McDonald’s would have been spared any collateral damage if Doug Rader, the Padres’ free-spirited third baseman, hadn’t retorted with a slam that referenced Kroc’s business life. He and his teammates were so outraged by the public dress-down that they considered a walkout. Rader reportedly remarked, “He thinks he's in a sales convention dealing with a bunch of short-order cooks.”
The Padres seized on the promotional opportunities, holding a Short-Order Cooks Night where anyone who came to the game dressed in cook’s whites and carrying a frying pan would be admitted for free. Rader delivered the lineup to the umpire team in a frying pan.
Kroc’s outburst led to a new MLB rule that prohibited team owners from using the public-address system during a game.
Tom Monaghan’s mouth = PR challenge for Domino’s
The difficulty of separating a restaurant chain founder from his brainchild were dialed into sharp focus by Domino’s Pizza founder Tom Monaghan after he’d sold the chain for $1 billion.
Monaghan used part of the proceeds to develop a Catholic educational facility as well as a surrounding town that would adhere rigidly to the tenets of the church. “There is not going to be any pornographic television in Ave Maria Town," Monaghan publicly said in 2004. “If you go to the drug store and you want to buy the pill or the condoms or contraception, you won't be able to get that in Ave Maria Town."

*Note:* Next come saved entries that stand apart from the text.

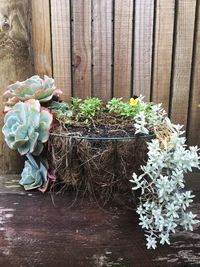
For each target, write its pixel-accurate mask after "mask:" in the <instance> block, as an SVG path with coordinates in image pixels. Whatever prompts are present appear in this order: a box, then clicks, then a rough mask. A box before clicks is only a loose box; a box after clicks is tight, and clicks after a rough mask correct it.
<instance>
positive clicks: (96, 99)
mask: <svg viewBox="0 0 200 267" xmlns="http://www.w3.org/2000/svg"><path fill="white" fill-rule="evenodd" d="M71 101H72V103H71V105H68V104H67V103H65V102H60V103H59V102H52V104H51V106H50V107H49V108H50V109H51V110H52V112H53V113H54V114H55V116H56V118H57V120H58V121H60V122H62V123H65V124H73V123H76V122H81V123H84V124H88V123H90V122H93V120H94V119H95V117H96V116H97V115H98V114H99V112H101V110H102V107H103V105H102V101H101V100H100V99H98V98H96V97H91V98H87V99H85V100H82V99H80V98H77V97H72V98H71Z"/></svg>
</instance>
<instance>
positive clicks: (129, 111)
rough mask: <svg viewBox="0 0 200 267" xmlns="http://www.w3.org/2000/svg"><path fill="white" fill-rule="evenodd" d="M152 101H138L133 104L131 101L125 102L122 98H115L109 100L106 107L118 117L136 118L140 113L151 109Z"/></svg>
mask: <svg viewBox="0 0 200 267" xmlns="http://www.w3.org/2000/svg"><path fill="white" fill-rule="evenodd" d="M151 106H152V104H151V103H148V104H145V105H144V102H140V101H139V102H138V103H136V104H135V105H131V104H130V103H129V102H124V101H123V100H122V98H115V97H114V98H113V99H111V100H110V101H108V104H107V105H106V107H107V108H108V110H109V112H110V113H111V114H113V115H115V116H117V117H122V118H126V119H134V118H135V117H136V115H137V114H138V113H140V112H141V111H145V114H147V115H148V113H149V112H150V111H151Z"/></svg>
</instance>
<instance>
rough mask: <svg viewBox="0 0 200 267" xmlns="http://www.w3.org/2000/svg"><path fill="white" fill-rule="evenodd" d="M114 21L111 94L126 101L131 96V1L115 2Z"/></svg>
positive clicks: (131, 14) (132, 34)
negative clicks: (113, 49)
mask: <svg viewBox="0 0 200 267" xmlns="http://www.w3.org/2000/svg"><path fill="white" fill-rule="evenodd" d="M114 21H115V24H114V25H115V27H114V88H113V94H114V96H116V97H123V98H124V99H125V100H127V99H129V98H130V94H131V76H132V73H131V69H132V68H131V63H132V36H133V32H132V29H133V0H125V1H120V0H116V1H115V18H114Z"/></svg>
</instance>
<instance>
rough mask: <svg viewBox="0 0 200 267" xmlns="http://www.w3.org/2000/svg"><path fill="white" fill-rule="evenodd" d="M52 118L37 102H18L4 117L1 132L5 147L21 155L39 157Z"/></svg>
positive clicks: (48, 135) (47, 112) (48, 128)
mask: <svg viewBox="0 0 200 267" xmlns="http://www.w3.org/2000/svg"><path fill="white" fill-rule="evenodd" d="M52 119H53V116H52V114H51V113H50V112H49V110H48V109H45V108H41V106H40V103H39V101H38V100H34V99H30V100H27V101H26V102H24V103H23V102H18V103H17V104H16V105H15V106H14V107H13V108H12V110H11V111H9V112H8V113H6V115H5V117H4V126H3V128H2V132H3V134H4V136H5V141H6V143H7V145H8V146H9V147H10V148H11V149H14V150H18V152H19V153H20V154H21V155H25V154H27V153H33V154H34V155H39V154H40V153H41V152H42V150H43V143H45V142H46V141H47V140H48V137H49V130H50V127H51V123H52Z"/></svg>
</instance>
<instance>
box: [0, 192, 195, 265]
mask: <svg viewBox="0 0 200 267" xmlns="http://www.w3.org/2000/svg"><path fill="white" fill-rule="evenodd" d="M52 197H53V200H54V202H52V198H51V196H50V195H49V194H45V195H43V194H41V193H33V194H30V195H24V196H23V195H16V194H9V195H8V194H0V203H1V205H0V233H1V234H0V266H48V267H55V266H60V267H65V266H67V267H72V266H76V267H85V266H87V267H90V266H91V267H99V266H123V267H125V266H126V267H128V266H142V267H152V266H166V267H167V266H193V265H194V266H198V263H199V261H200V256H199V246H200V238H199V236H200V228H199V226H198V225H197V226H196V227H195V229H194V232H186V231H184V232H179V233H178V234H177V235H175V236H173V239H172V244H171V246H167V245H166V246H161V245H158V248H157V249H156V250H154V251H152V250H147V249H146V245H145V243H146V242H145V237H144V232H143V231H142V230H141V228H140V227H139V226H138V216H137V214H136V213H135V212H134V211H133V210H126V209H122V208H119V207H116V206H112V205H110V208H108V209H107V210H106V211H107V212H106V211H105V210H102V209H99V207H98V205H97V204H96V203H92V202H89V201H87V200H86V199H84V200H83V199H82V200H81V203H79V204H78V203H76V205H74V206H73V208H72V209H69V208H68V207H69V205H70V204H71V203H73V198H71V197H70V196H69V195H68V196H66V195H60V196H52ZM199 203H200V195H199V193H198V194H197V196H196V198H195V205H193V208H192V210H193V211H194V213H196V214H198V219H199V218H200V213H199V210H200V207H199ZM66 263H67V264H66ZM195 264H197V265H195Z"/></svg>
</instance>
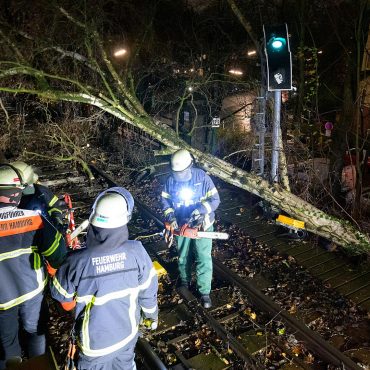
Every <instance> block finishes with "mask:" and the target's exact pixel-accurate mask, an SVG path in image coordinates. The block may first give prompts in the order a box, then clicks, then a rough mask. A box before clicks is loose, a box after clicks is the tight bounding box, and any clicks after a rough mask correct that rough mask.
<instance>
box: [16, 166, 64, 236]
mask: <svg viewBox="0 0 370 370" xmlns="http://www.w3.org/2000/svg"><path fill="white" fill-rule="evenodd" d="M9 165H10V166H13V167H15V168H16V169H17V170H18V171H19V172H20V174H21V176H22V180H23V183H25V184H27V186H26V187H25V188H24V189H23V192H22V193H23V196H22V199H21V203H20V207H21V208H25V209H33V210H39V211H41V212H42V213H43V215H44V216H46V217H48V218H49V219H50V221H51V222H52V223H53V224H54V226H55V227H57V228H58V229H59V230H60V231H65V230H63V214H64V213H65V212H66V211H67V205H66V203H65V202H64V200H61V199H59V198H58V197H57V196H55V195H54V194H53V193H52V192H51V190H50V189H49V188H48V187H47V186H44V185H41V184H40V183H39V182H38V179H39V177H38V175H37V174H36V173H35V171H34V169H33V168H32V166H30V165H28V164H27V163H25V162H22V161H15V162H10V163H9Z"/></svg>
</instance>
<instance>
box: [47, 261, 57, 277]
mask: <svg viewBox="0 0 370 370" xmlns="http://www.w3.org/2000/svg"><path fill="white" fill-rule="evenodd" d="M45 265H46V271H47V272H48V274H49V275H50V277H54V276H55V274H56V273H57V269H55V268H54V267H52V266H51V265H50V263H49V262H48V261H45Z"/></svg>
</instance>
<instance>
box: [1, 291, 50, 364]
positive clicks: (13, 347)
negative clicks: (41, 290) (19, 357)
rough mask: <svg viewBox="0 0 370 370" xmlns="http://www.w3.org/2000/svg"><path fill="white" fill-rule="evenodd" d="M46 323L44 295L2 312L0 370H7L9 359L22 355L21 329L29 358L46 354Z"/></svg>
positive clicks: (38, 295)
mask: <svg viewBox="0 0 370 370" xmlns="http://www.w3.org/2000/svg"><path fill="white" fill-rule="evenodd" d="M46 322H47V306H46V302H45V300H44V296H43V294H39V295H37V296H36V297H34V298H32V299H30V300H28V301H26V302H24V303H21V304H19V305H17V306H15V307H12V308H10V309H8V310H3V311H0V370H3V369H5V363H6V361H7V360H8V359H9V358H11V357H14V356H21V355H22V350H21V346H20V343H19V338H18V333H19V328H20V327H22V328H23V329H24V331H25V336H26V338H25V340H26V347H27V348H26V350H27V355H28V357H29V358H31V357H35V356H39V355H42V354H44V353H45V348H46V341H45V328H46ZM20 325H21V326H20Z"/></svg>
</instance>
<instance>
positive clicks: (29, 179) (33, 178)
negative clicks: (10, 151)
mask: <svg viewBox="0 0 370 370" xmlns="http://www.w3.org/2000/svg"><path fill="white" fill-rule="evenodd" d="M10 164H11V165H12V166H13V167H15V168H16V169H17V170H18V171H19V172H20V174H21V176H22V181H23V183H25V184H27V185H32V184H34V183H35V182H37V180H38V179H39V176H38V175H37V173H35V171H34V169H33V167H32V166H30V165H28V164H27V163H25V162H21V161H16V162H11V163H10Z"/></svg>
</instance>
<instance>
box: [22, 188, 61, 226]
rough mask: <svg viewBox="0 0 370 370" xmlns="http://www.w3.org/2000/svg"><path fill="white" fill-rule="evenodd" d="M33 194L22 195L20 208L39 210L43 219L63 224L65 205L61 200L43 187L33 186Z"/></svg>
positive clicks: (48, 188) (32, 209) (53, 194)
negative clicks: (43, 215) (50, 220)
mask: <svg viewBox="0 0 370 370" xmlns="http://www.w3.org/2000/svg"><path fill="white" fill-rule="evenodd" d="M32 186H33V188H34V193H33V194H24V195H22V199H21V202H20V204H19V207H20V208H24V209H31V210H39V211H41V212H42V214H43V215H44V216H45V217H49V219H50V220H51V221H52V222H53V223H54V225H60V224H62V223H63V211H65V210H66V209H67V205H66V203H65V202H64V201H63V200H59V198H58V197H57V196H56V195H54V194H53V193H52V191H51V190H50V189H49V188H48V187H47V186H44V185H41V184H33V185H32Z"/></svg>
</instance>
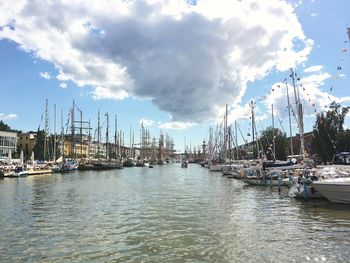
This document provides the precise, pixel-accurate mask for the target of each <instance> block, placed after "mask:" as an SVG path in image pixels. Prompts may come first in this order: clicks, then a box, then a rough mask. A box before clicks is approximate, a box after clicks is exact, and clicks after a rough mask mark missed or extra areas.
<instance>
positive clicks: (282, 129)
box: [274, 106, 288, 133]
mask: <svg viewBox="0 0 350 263" xmlns="http://www.w3.org/2000/svg"><path fill="white" fill-rule="evenodd" d="M287 107H288V106H287ZM274 113H275V114H276V116H277V119H278V122H279V123H280V125H281V129H282V131H283V132H284V133H286V131H285V130H284V128H283V125H282V121H281V119H280V117H279V115H278V113H277V111H274Z"/></svg>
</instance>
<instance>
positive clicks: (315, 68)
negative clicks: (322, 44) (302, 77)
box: [304, 65, 323, 73]
mask: <svg viewBox="0 0 350 263" xmlns="http://www.w3.org/2000/svg"><path fill="white" fill-rule="evenodd" d="M322 69H323V66H322V65H317V66H311V67H308V68H306V69H304V72H306V73H309V72H316V71H321V70H322Z"/></svg>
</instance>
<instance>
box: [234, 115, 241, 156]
mask: <svg viewBox="0 0 350 263" xmlns="http://www.w3.org/2000/svg"><path fill="white" fill-rule="evenodd" d="M235 137H236V154H237V160H239V159H240V158H239V149H238V133H237V122H236V121H235Z"/></svg>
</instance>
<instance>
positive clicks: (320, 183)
mask: <svg viewBox="0 0 350 263" xmlns="http://www.w3.org/2000/svg"><path fill="white" fill-rule="evenodd" d="M313 186H314V187H315V189H316V190H317V191H319V192H320V193H321V194H322V195H324V196H325V197H326V198H327V199H328V200H329V201H331V202H335V203H342V204H350V177H339V178H329V179H324V180H321V181H317V182H314V183H313Z"/></svg>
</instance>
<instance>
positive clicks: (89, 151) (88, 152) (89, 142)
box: [87, 119, 91, 159]
mask: <svg viewBox="0 0 350 263" xmlns="http://www.w3.org/2000/svg"><path fill="white" fill-rule="evenodd" d="M90 148H91V119H89V137H88V152H87V157H88V159H90Z"/></svg>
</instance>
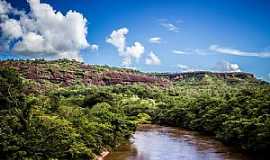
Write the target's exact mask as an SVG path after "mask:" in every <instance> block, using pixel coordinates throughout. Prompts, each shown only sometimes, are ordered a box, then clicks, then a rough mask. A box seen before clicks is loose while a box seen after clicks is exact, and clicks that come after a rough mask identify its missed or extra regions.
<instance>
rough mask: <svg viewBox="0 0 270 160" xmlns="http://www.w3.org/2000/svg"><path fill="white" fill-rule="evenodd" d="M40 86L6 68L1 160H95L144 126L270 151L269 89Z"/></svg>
mask: <svg viewBox="0 0 270 160" xmlns="http://www.w3.org/2000/svg"><path fill="white" fill-rule="evenodd" d="M101 68H102V67H101ZM105 69H108V68H106V67H105ZM35 83H36V82H35V81H34V80H30V79H27V78H25V77H24V76H22V74H20V73H18V72H17V71H16V70H15V69H13V68H12V67H11V68H7V67H5V68H2V69H0V159H5V160H13V159H25V160H43V159H44V160H45V159H51V160H55V159H82V160H84V159H95V158H96V156H97V155H100V154H101V153H102V152H103V151H105V150H109V151H110V150H114V149H115V147H117V146H118V145H119V144H121V143H123V142H125V141H127V140H128V139H129V138H130V137H131V136H132V134H133V133H134V131H135V130H136V127H137V126H138V125H140V124H143V123H153V124H160V125H165V126H172V127H181V128H186V129H190V130H195V131H199V132H201V133H204V134H207V135H211V136H214V137H215V138H216V139H218V140H220V141H222V142H223V143H225V144H227V145H233V146H236V147H238V148H239V149H242V150H244V151H247V152H251V153H253V152H254V153H264V154H265V153H266V152H267V151H268V149H269V148H270V85H269V84H268V83H267V82H265V83H259V82H258V83H257V82H256V83H255V82H253V81H248V80H245V81H241V82H237V83H228V82H227V81H225V80H223V79H219V78H216V77H212V76H207V75H206V76H204V77H203V78H202V79H201V80H194V79H189V80H185V81H184V80H183V81H176V82H173V84H171V85H168V86H158V85H151V84H150V85H149V84H143V83H137V84H114V85H84V84H80V83H78V84H74V85H69V86H60V85H58V86H57V87H55V86H53V87H52V86H51V87H47V90H46V91H43V92H38V90H39V89H38V88H35V87H36V85H35ZM43 85H49V84H47V83H45V84H43ZM32 86H35V87H32ZM33 88H34V89H33Z"/></svg>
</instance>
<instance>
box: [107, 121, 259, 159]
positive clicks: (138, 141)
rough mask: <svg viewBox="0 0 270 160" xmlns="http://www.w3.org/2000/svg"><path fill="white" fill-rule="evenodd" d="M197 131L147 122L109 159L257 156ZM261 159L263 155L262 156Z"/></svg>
mask: <svg viewBox="0 0 270 160" xmlns="http://www.w3.org/2000/svg"><path fill="white" fill-rule="evenodd" d="M257 159H259V158H254V157H253V158H252V157H251V156H248V155H247V154H245V153H241V152H239V151H237V150H236V149H234V148H232V147H227V146H225V145H223V144H222V143H221V142H219V141H217V140H215V139H213V138H211V137H208V136H202V135H199V134H198V133H196V132H192V131H187V130H184V129H179V128H171V127H163V126H158V125H143V126H140V127H139V128H138V129H137V131H136V132H135V134H134V136H133V138H132V139H131V140H130V143H128V144H124V145H121V146H120V147H119V148H118V149H117V150H116V151H115V152H112V153H110V154H109V155H108V156H106V157H105V160H257ZM260 159H261V158H260Z"/></svg>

Monaghan retracted the comments in short order. Nevertheless, the statement triggered an outcry and threats of a boycott against Domino’s—even though Monaghan had no connection to the chain by that point. The controversy and collateral damage intensified with reports that Monaghan was donating to groups that openly opposed abortion and blasted homosexuality.
Despite having no connection to its founder, as verified by such fact-checking websites as Snopes.com, Domino’s felt it necessary to state emphatically, and repeatedly, that the chain did not agree with Monaghan’s social attitudes and personal precepts.
Dan Cathy’s religious conviction
Chick-fil-A’s support of groups opposed to same-sex marriages generated considerable controversy in 2012. Follow-up comments from CEO Dan Cathy only intensified the fallout. Asked how the chicken chain could take a stance against gay relationships, the son of founder Truett Cathy told the media point-blank that he believed same-sex unions are wrong.
The comments led to boycotts of Chick-fil-A and demonstrations that included a kiss-in, where gay couples met and locked lips in hopes of embarrassing the brand.
Cathy has since moderated his position—but not his opinions. He has never denied his religious convictions, but stresses that everyone has a right to his or her perspective. And he and his chain have stressed that everyone is welcome at a Chick-fil-A.